16.19 Token Streams
Most string algorithms operate on characters.
16.19 Token Streams
Problem
Most string algorithms operate on characters. Many real systems operate on tokens.
A compiler does not usually search raw source code character by character. It first groups characters into tokens:
if
identifier
=
number
{
}
A search engine does not usually index raw characters. It tokenizes documents into words, terms, phrases, or normalized units.
The challenge is to apply string-algorithm ideas to sequences whose elements are not characters.
Solution
Treat a token stream as a generalized string.
Instead of:
String = Array Char
use:
TokenStream = Array Token
Most algorithms still apply as long as tokens support equality, hashing, and sometimes ordering.
For example, KMP can search for a token pattern inside a token stream. Rabin-Karp can hash token windows. Tries can store token sequences. Suffix arrays can index suffixes of token streams.
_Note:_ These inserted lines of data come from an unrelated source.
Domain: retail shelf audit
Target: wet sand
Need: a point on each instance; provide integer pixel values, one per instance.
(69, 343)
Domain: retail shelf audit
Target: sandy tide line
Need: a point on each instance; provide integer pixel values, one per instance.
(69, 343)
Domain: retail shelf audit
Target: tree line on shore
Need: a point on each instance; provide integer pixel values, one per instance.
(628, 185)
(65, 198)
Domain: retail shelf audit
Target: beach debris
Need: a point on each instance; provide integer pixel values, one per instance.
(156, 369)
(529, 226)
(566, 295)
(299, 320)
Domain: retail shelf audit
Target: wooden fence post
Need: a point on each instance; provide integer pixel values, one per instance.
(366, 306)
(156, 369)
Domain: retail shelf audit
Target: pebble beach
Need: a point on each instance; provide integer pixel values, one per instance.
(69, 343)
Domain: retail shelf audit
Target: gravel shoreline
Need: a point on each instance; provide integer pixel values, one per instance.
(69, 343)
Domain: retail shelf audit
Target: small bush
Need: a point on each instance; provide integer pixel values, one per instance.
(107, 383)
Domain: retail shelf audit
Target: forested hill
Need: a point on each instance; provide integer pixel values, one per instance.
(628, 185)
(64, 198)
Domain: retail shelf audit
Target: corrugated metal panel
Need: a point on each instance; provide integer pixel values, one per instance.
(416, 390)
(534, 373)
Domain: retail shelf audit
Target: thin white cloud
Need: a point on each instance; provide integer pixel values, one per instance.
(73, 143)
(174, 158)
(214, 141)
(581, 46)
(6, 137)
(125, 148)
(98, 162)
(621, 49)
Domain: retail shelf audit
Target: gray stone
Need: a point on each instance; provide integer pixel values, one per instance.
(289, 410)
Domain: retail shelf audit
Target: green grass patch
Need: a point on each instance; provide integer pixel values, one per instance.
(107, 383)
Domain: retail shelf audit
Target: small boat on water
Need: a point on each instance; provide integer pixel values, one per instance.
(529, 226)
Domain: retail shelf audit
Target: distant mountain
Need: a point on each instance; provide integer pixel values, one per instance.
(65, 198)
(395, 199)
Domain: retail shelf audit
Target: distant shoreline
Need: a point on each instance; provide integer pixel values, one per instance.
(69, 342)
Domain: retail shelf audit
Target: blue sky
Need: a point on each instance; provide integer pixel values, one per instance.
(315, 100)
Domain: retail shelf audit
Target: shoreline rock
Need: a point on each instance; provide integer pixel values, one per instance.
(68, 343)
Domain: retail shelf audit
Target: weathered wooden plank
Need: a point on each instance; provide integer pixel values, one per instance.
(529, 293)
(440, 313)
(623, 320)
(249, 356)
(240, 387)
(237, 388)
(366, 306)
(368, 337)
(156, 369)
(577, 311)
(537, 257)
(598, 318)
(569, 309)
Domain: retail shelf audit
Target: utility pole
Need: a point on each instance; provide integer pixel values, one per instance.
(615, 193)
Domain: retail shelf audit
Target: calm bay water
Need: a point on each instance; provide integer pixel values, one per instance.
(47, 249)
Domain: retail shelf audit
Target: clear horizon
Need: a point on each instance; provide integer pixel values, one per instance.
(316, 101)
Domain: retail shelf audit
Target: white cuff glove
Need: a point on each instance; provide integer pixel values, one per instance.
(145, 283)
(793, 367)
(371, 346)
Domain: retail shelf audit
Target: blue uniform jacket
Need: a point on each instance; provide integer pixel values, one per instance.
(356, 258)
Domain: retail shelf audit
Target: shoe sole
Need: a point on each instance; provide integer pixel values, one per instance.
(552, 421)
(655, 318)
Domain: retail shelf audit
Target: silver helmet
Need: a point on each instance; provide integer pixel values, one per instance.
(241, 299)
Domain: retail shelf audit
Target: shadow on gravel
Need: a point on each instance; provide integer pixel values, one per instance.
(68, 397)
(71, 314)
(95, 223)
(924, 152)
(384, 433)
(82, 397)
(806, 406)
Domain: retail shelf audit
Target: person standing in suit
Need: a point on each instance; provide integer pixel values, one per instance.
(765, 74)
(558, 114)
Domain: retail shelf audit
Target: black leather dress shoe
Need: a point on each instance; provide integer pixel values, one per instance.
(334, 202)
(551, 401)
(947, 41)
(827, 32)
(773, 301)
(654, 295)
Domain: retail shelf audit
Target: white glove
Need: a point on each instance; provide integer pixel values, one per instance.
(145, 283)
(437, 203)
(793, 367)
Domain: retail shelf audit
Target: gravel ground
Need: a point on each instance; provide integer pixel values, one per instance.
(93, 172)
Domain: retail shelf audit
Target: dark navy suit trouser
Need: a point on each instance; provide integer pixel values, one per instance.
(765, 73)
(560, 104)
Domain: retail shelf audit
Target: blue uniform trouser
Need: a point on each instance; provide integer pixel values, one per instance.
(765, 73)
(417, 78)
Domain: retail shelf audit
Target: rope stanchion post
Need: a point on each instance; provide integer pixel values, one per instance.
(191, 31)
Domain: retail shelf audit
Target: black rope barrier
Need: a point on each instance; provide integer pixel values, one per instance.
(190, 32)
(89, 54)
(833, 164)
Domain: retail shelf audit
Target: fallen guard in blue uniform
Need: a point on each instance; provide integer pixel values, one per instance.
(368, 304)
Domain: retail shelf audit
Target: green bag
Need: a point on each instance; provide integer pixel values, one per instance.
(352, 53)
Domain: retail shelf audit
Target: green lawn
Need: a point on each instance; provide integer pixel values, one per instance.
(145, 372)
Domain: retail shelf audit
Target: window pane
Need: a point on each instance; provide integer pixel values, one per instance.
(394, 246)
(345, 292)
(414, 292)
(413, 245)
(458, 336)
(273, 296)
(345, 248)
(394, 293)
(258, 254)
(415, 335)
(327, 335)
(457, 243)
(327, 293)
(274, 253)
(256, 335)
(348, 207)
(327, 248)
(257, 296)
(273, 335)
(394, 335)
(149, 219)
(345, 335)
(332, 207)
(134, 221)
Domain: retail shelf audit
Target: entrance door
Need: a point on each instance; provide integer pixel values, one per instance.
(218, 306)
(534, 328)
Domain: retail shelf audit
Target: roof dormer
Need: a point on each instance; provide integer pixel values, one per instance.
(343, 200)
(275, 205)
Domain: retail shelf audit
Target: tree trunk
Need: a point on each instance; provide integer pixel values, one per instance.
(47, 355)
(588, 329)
The structure changes from text processing to sequence processing.
What Is a Token?
A token is a meaningful unit extracted from raw input.
In source code:
let x = 42
tokens might be:
| Token Type | Lexeme |
|---|---|
| Keyword | let |
| Identifier | x |
| Operator | = |
| Number | 42 |
In natural language:
the quick brown fox
tokens might be:
the
quick
brown
fox
In logs:
ERROR user=42 timeout=3000
tokens might be:
ERROR
user
=
42
timeout
=
3000
The tokenizer defines the algorithm's input model.
Why Tokenization Matters
Consider searching source code for:
x = y + z
A raw string search may match inside comments, string literals, or unrelated formatting.
A token-based search can ignore whitespace and comments:
x=y+z
x = y + z
x = y + z
all become the same token sequence.
This makes matching more robust.
Tokenization moves the problem from textual appearance to structural meaning.
Token Equality
The first design decision is equality.
Should these be equal?
UserID
userid
user_id
The answer depends on the application.
For a compiler:
UserID ≠ userid
For a search engine:
UserID = userid
may be acceptable after normalization.
Token equality must be explicit because it affects every downstream algorithm.
Token Normalization
Token streams often pass through a normalization stage.
Examples:
| Input | Normalized |
|---|---|
| Running | run |
| RUNNING | running |
| user_id | user id |
| 42 | <NUMBER> |
| "hello" | <STRING> |
Normalization can improve matching, but it also removes information.
For example, replacing every number with <NUMBER> makes these equivalent:
timeout = 1000
timeout = 5000
That may be desirable for clone detection but incorrect for exact semantic comparison.
Pattern Matching Over Tokens
Exact matching generalizes directly.
Given:
Stream = [let, x, =, y, +, z]
Pattern = [x, =, y]
find every position where the token sequence occurs.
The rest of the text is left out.